Das Landesarbeitsgericht Hessen hat in konsequenter Anwendung von § 82 Sozialgesetzbuch 9 entschieden, dass einem schwerbehinderten Bewerber um einen Arbeitsplatz bei einem öffentlichen Arbeitgeber ein Entschädigungsanspruch nach dem Allgemeinen Gleichbehandlungsgesetz zusteht, wenn dieser nicht zum Vorstellungsgespräch eingeladen wird.
Der Kläger war mit einem Grad der Behinderung von 60 schwerbehindert und bewarb sich um die Stelle als Pförtner bei einer dem Bundesministerium des Inneren unterstellten Behörde, folglich einem öffentlichen Arbeitgeber im Sinne von § 82 Sozialgesetzbuch 9. Obgleich er dartun konnte, dass er für die ausgeschriebene Stelle fachlich hinreichend geeignet war und auch seine Behinderung einer vollumfassenden Ausübung nicht entgegenstehe, wurde er nicht zum Vorstellungsgespräch eingeladen. Er folgerte daraus, dass seine angegebene Behinderung der – gleichsam unausgesprochene – Grund für diese Nichtberücksichtigung sei und erhob Klage auf Zahlung von Schadensersatz in Höhe von drei Bruttomonatsgehältern.

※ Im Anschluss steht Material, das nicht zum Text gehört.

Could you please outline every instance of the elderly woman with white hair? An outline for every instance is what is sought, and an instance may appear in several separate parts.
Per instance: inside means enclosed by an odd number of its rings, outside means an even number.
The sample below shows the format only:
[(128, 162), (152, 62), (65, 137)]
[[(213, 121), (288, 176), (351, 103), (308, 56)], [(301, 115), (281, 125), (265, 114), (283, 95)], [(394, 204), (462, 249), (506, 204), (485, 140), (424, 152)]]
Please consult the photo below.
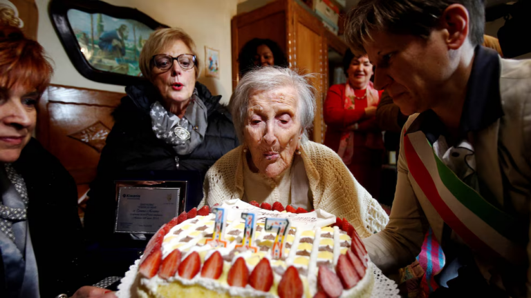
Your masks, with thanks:
[(308, 139), (315, 109), (308, 79), (277, 67), (243, 77), (232, 110), (241, 145), (207, 172), (201, 205), (241, 199), (320, 208), (346, 218), (368, 237), (383, 229), (389, 218), (335, 152)]

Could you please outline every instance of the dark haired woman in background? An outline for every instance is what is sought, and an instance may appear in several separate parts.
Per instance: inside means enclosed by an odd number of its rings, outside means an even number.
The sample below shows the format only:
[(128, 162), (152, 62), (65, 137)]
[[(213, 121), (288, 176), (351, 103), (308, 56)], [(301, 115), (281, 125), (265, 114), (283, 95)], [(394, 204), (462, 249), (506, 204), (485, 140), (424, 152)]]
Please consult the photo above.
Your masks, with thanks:
[(248, 41), (238, 56), (240, 64), (240, 79), (256, 66), (289, 66), (284, 52), (271, 39), (253, 39)]
[(337, 152), (373, 197), (380, 195), (384, 142), (375, 117), (381, 91), (370, 81), (373, 65), (347, 50), (343, 57), (347, 82), (328, 90), (324, 103), (328, 126), (324, 144)]
[(0, 26), (0, 297), (70, 297), (88, 283), (75, 182), (32, 137), (52, 72), (41, 45)]

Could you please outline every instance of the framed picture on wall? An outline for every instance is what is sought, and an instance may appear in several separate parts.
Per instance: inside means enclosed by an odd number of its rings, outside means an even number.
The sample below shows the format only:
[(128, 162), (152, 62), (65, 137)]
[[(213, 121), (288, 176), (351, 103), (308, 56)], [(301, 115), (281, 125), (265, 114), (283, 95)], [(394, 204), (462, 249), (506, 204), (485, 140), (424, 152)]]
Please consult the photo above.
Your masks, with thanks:
[(205, 75), (219, 78), (219, 51), (205, 46)]
[(135, 8), (100, 1), (52, 0), (50, 15), (75, 69), (90, 80), (116, 85), (142, 79), (140, 51), (152, 32), (167, 28)]

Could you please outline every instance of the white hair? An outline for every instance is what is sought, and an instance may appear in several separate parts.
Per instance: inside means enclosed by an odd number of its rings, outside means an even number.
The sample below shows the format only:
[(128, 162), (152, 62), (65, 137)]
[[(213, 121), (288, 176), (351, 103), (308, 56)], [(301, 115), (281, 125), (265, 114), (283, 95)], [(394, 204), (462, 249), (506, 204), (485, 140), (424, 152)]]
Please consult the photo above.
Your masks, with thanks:
[(249, 71), (241, 79), (230, 103), (232, 121), (240, 143), (244, 143), (243, 129), (249, 107), (249, 97), (256, 92), (268, 92), (290, 86), (299, 100), (297, 113), (303, 128), (301, 143), (308, 141), (315, 113), (315, 88), (310, 83), (313, 74), (299, 74), (296, 70), (278, 66), (265, 66)]

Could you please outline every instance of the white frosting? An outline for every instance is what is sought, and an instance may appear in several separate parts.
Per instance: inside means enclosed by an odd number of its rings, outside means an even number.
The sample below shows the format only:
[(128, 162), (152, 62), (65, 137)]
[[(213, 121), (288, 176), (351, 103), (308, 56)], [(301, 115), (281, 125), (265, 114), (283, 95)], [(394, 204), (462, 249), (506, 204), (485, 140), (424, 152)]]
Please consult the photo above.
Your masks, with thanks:
[[(303, 283), (307, 283), (308, 286), (309, 288), (310, 295), (310, 297), (313, 297), (317, 292), (317, 271), (318, 268), (317, 266), (317, 262), (318, 261), (318, 255), (319, 252), (319, 241), (321, 239), (321, 228), (330, 226), (330, 224), (333, 224), (335, 223), (335, 217), (330, 215), (330, 213), (326, 212), (321, 210), (317, 210), (316, 211), (308, 212), (308, 213), (304, 213), (304, 214), (294, 214), (294, 213), (288, 213), (286, 212), (279, 212), (278, 211), (268, 211), (265, 210), (261, 208), (256, 208), (252, 205), (248, 204), (247, 203), (243, 202), (240, 200), (235, 199), (235, 200), (230, 200), (227, 201), (223, 203), (223, 204), (221, 206), (221, 207), (224, 208), (225, 210), (227, 211), (227, 220), (230, 223), (230, 224), (225, 227), (224, 233), (225, 235), (224, 238), (227, 239), (229, 237), (234, 237), (234, 238), (237, 238), (238, 237), (243, 237), (243, 230), (240, 229), (239, 228), (237, 228), (238, 230), (241, 230), (241, 233), (240, 233), (238, 236), (235, 235), (228, 235), (227, 233), (229, 232), (231, 232), (232, 230), (236, 230), (236, 226), (239, 225), (241, 223), (244, 223), (244, 220), (241, 218), (241, 213), (243, 212), (253, 212), (255, 214), (257, 214), (257, 222), (258, 223), (265, 223), (265, 219), (266, 217), (276, 217), (276, 218), (288, 218), (290, 219), (290, 226), (295, 228), (296, 232), (294, 237), (294, 240), (292, 244), (292, 246), (290, 248), (289, 253), (288, 254), (288, 256), (286, 259), (284, 260), (284, 264), (286, 265), (286, 268), (291, 266), (291, 265), (295, 265), (296, 266), (299, 268), (305, 268), (308, 270), (308, 276), (305, 277), (301, 275), (301, 279), (303, 281)], [(192, 221), (194, 220), (198, 220), (198, 221), (195, 223), (192, 223)], [(178, 246), (179, 250), (181, 251), (183, 253), (182, 259), (184, 259), (187, 255), (189, 255), (192, 252), (198, 252), (199, 253), (203, 252), (204, 255), (204, 259), (207, 259), (210, 255), (214, 253), (214, 251), (217, 250), (219, 251), (219, 252), (221, 254), (222, 256), (226, 256), (229, 255), (234, 248), (236, 244), (239, 244), (241, 243), (236, 243), (235, 241), (227, 241), (227, 245), (226, 248), (219, 248), (216, 250), (213, 249), (213, 248), (207, 244), (205, 244), (205, 245), (203, 245), (201, 246), (198, 245), (198, 242), (201, 241), (203, 239), (205, 238), (205, 235), (207, 234), (211, 234), (214, 231), (214, 224), (212, 224), (212, 221), (214, 221), (215, 217), (213, 214), (210, 214), (207, 216), (198, 216), (192, 219), (186, 220), (184, 222), (174, 226), (172, 228), (170, 231), (167, 233), (166, 236), (165, 236), (165, 242), (162, 244), (162, 255), (164, 257), (165, 257), (167, 255), (169, 255), (176, 246)], [(211, 224), (207, 225), (207, 223), (210, 222)], [(201, 232), (198, 230), (196, 230), (197, 228), (203, 227), (203, 226), (207, 226), (207, 228), (203, 231), (201, 231)], [(263, 226), (262, 226), (263, 227)], [(187, 228), (186, 229), (183, 229), (183, 228)], [(182, 231), (179, 233), (178, 235), (176, 235), (174, 234), (175, 232), (178, 231), (179, 230), (182, 230)], [(301, 264), (294, 264), (294, 260), (298, 257), (299, 256), (297, 255), (297, 247), (299, 244), (299, 240), (301, 237), (306, 237), (308, 236), (302, 236), (302, 234), (304, 231), (308, 230), (313, 230), (313, 232), (315, 233), (314, 239), (313, 239), (313, 244), (312, 246), (312, 250), (310, 254), (309, 257), (309, 264), (308, 266), (306, 267)], [(262, 229), (261, 231), (259, 232), (260, 235), (259, 237), (256, 237), (257, 239), (254, 239), (252, 242), (252, 246), (258, 247), (258, 244), (261, 243), (262, 241), (264, 241), (264, 237), (266, 237), (268, 235), (272, 235), (271, 233), (268, 232), (266, 232), (265, 229)], [(192, 234), (193, 235), (191, 235)], [(274, 234), (272, 234), (274, 235)], [(289, 235), (289, 234), (288, 234)], [(188, 242), (180, 242), (180, 241), (187, 237), (192, 237), (191, 239)], [(287, 235), (286, 235), (287, 236)], [(337, 263), (337, 259), (339, 258), (339, 254), (341, 252), (341, 246), (340, 246), (340, 242), (341, 240), (339, 239), (341, 236), (341, 234), (339, 232), (339, 228), (336, 226), (334, 227), (334, 231), (333, 231), (333, 267), (335, 267), (335, 265)], [(310, 237), (311, 238), (311, 237)], [(270, 240), (271, 241), (273, 241), (273, 240)], [(260, 249), (259, 247), (258, 252), (260, 252)], [(277, 262), (277, 260), (272, 260), (271, 259), (271, 249), (270, 248), (268, 251), (267, 252), (266, 252), (264, 257), (266, 257), (270, 260), (270, 263), (272, 266), (274, 266), (274, 264)], [(239, 257), (243, 257), (244, 259), (252, 257), (254, 255), (254, 252), (251, 250), (248, 250), (242, 252), (239, 252), (237, 255), (236, 255), (234, 257), (232, 258), (232, 260), (230, 264), (230, 266), (232, 266), (232, 264)], [(323, 259), (321, 259), (321, 260), (324, 260)], [(254, 269), (254, 264), (250, 264), (248, 262), (245, 262), (247, 264), (248, 268), (249, 269), (250, 273)], [(227, 270), (227, 263), (225, 263), (224, 265), (224, 271)], [(230, 268), (230, 266), (228, 267)], [(281, 276), (279, 275), (274, 270), (274, 283), (276, 284), (278, 284), (278, 283), (280, 281), (281, 279)], [(355, 286), (354, 288), (348, 290), (344, 290), (343, 294), (342, 295), (342, 297), (364, 297), (364, 295), (362, 295), (364, 292), (366, 292), (367, 290), (369, 295), (371, 293), (371, 290), (372, 289), (372, 283), (373, 282), (374, 277), (373, 276), (373, 270), (372, 270), (372, 263), (369, 262), (369, 268), (366, 271), (366, 275), (364, 277), (364, 278), (360, 280), (360, 281), (358, 283), (358, 284)], [(228, 292), (230, 295), (233, 296), (240, 296), (240, 297), (277, 297), (277, 296), (272, 295), (269, 292), (264, 292), (262, 291), (258, 291), (251, 287), (250, 285), (248, 285), (245, 288), (239, 288), (239, 287), (231, 287), (226, 282), (220, 282), (218, 280), (207, 279), (207, 278), (203, 278), (201, 277), (201, 274), (198, 274), (192, 279), (186, 279), (181, 278), (178, 275), (176, 275), (175, 277), (171, 277), (168, 279), (167, 280), (165, 280), (163, 279), (160, 278), (158, 276), (155, 276), (151, 279), (146, 279), (146, 278), (141, 278), (140, 279), (140, 283), (142, 285), (145, 286), (150, 292), (153, 293), (156, 293), (157, 292), (158, 287), (160, 286), (164, 286), (167, 285), (172, 282), (178, 282), (183, 285), (200, 285), (207, 289), (214, 290), (218, 292)], [(366, 289), (365, 288), (369, 287), (370, 288)], [(361, 291), (361, 292), (360, 292)], [(362, 296), (359, 296), (360, 294), (362, 294)], [(368, 296), (367, 296), (368, 297)]]
[(341, 255), (341, 242), (339, 241), (339, 228), (337, 226), (334, 227), (334, 262), (333, 263), (334, 268), (337, 265), (337, 260), (339, 259), (339, 255)]

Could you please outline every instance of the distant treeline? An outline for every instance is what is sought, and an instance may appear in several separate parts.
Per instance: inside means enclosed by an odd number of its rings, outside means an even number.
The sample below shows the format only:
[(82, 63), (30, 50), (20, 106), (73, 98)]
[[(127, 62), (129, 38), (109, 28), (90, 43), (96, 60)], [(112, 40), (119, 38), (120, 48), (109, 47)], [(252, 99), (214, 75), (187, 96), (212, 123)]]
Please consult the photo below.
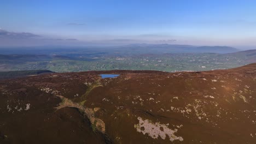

Diese war zweitinstanzlich vor dem Landesarbeitsgericht Hessen erfolgreich. Dem Kläger steht nach Auffassung des Gerichts ein Anspruch aus § 15 Absatz 2 Satz 2 in Verbindung mit § 82 Sozialgesetzbuch 9 zu. Der Kläger sei als Bewerber für ein Beschäftigungsverhältnis gemäß § 6 Absatz 1 Allgemeines Gleichbehandlungsgesetz Beschäftigter im Sinne der Norm. Er sei darüber hinaus unstreitig schwerbehindert im Sinne des Sozialgesetzbuchs 9 und damit behindert im Sinne des Allgemeinen Gleichbehandlungsgesetzes. Nach dem Vorbringen der Parteien sei zudem davon auszugehen, dass die Beklagte den Kläger wegen seiner Behinderung benachteiligt habe. Nach den allgemeinen Regeln der Darlegungs- und Beweislast müsse der schwerbehinderte Bewerber darlegen, dass er beim Auswahl- bzw. Einstellungsverfahren wegen seiner Behinderung benachteiligt worden ist. Seiner Darlegungs- und Beweispflicht genügt er, wenn er im Streitfall Indizien beweist, die eine Benachteiligung vermuten lassen. Solche Indizientatsachen können auch Verstöße gegen die Verfahrensvorschriften § 82 Sozialgesetzbuch 9 sein. Das Gericht müsse dabei nach ständiger Rechtsprechung des Bundesarbeitsgerichts die Überzeugung einer überwiegenden Wahrscheinlichkeit für die Kausalität zwischen der Behinderung und dem Nachteil gewinnen. In diesem Fall trage sodann die andere Partei die Beweislast dafür, dass kein Verstoß gegen die Bestimmungen zum Schutze vor Benachteiligung vorgelegen hat. Die folglich hier durch die unterbliebene Einladung zu einem Vorstellungsgespräch gemäß § 82 Satz 2 begründete Vermutung einer Benachteiligung des Klägers wegen der Behinderung habe die Beklagte nicht entkräften können.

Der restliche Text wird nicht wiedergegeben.